CAMP HANSEN, Okinawa, Japan – It’s 9 p.m. Class is over, but instead of rushing out, U.S. service members and Okinawan students casually chat.
The loitering doesn’t bother Master Sgt. Anthony M. Camina, a native of San Antonio, Texas. In fact, he created this beginner English class primarily for this purpose.
“I think this class is a great bridge between the U.S.-Japan alliance because it builds meaningful relationships between one another,” said Camina, an electronics maintenance management chief with 3rd Intelligence Battalion, III Marine Expeditionary Force Headquarters Group.
Camina’s desire to strengthen ties between U.S. service members and the local community comes from his love of Okinawa. Camina, who is serving his second tour here, said he enjoyed his initial experience so much that he chose orders back as an incentive to deploy to Afghanistan. Looking back over his 24 years of service in the Corps, Camina said the courtesy and hospitality of Okinawa make it “the best place I’ve been.”
Camina and his wife Michelle, who share a desire to serve the community, spoke to every community relations representative throughout the island about volunteering here, he said.
Camina eventually met Takayuki Kayo, Camp Hansen’s community relations specialist, and collaborated with him to start the Kin-Hansen Friendship English Class. The class has now been running for approximately one year, with approximately 30 people regularly attending.
“(Camina) is just truly dedicated, thoughtful and so willing to give something back to the local community,” said Takayuki.
Camina, who says he speaks “cave man” Japanese developed through years of interacting with Okinawans, can’t teach the class by himself. Senior Okinawan students act as a communications bridge, speaking in Japanese to explain difficult language concepts to new students. English-speaking volunteers, mostly U.S. service members, provide oversight and pass on more advanced knowledge to the senior students.
Fumino Nakama, an intermediate English speaker who can converse without an interpreter, said, “I like this class because I learn English, and I can make new friends here.”
The informal class is getting more popular. It started small, at Richamocha Café in Kin Town, but circumstances caused Camina to relocate to the Kin Town Central Community Center.

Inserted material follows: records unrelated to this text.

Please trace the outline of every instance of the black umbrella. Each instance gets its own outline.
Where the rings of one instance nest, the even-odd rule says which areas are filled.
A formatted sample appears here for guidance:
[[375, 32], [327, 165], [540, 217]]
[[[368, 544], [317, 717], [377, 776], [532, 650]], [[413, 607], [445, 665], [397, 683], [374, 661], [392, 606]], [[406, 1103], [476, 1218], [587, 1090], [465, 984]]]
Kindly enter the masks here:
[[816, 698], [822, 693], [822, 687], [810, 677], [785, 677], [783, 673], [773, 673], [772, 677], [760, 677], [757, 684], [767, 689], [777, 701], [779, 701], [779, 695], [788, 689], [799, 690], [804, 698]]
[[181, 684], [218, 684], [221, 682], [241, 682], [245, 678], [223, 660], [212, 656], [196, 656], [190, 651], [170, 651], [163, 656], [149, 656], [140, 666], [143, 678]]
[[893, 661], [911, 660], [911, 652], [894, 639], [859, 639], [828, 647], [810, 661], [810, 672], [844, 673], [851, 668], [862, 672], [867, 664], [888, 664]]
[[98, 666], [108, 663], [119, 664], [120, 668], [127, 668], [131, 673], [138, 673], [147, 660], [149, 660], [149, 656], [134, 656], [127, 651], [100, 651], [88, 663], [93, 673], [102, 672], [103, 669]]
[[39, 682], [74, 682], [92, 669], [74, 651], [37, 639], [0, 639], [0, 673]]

“We ended up getting more people showing up than we anticipated,” Camina said. “We outgrew the coffee shop; then we moved to a classroom in the community center, then into a bigger classroom because the class was getting bigger and bigger.”
Today, the classes take place each week, Tuesday, at 7:30 p.m.
Camina said he hopes the class will do more than just build stronger relationships with the community. He also hopes it will enhance Marines’ personal and professional development through opportunities to teach periods of instruction and mentor students one-on-one.
“Here’s a young Marine who’s teaching a 60 to 70 year-old person who’s been around the [block],” said Camina, “and they’re looking at him for guidance.”
The young Marines look back, searching faces for sparks of comprehension as they instruct. They search for common ways to express information unfamiliar to their audience, cycling between the roles of speaker and listener in a friendly tug-of-war where the roles of teacher and student intertwine.
Meanwhile, Camina recalls the awe of stepping into a new culture for the first time, and relives his experience each week as an English instructor.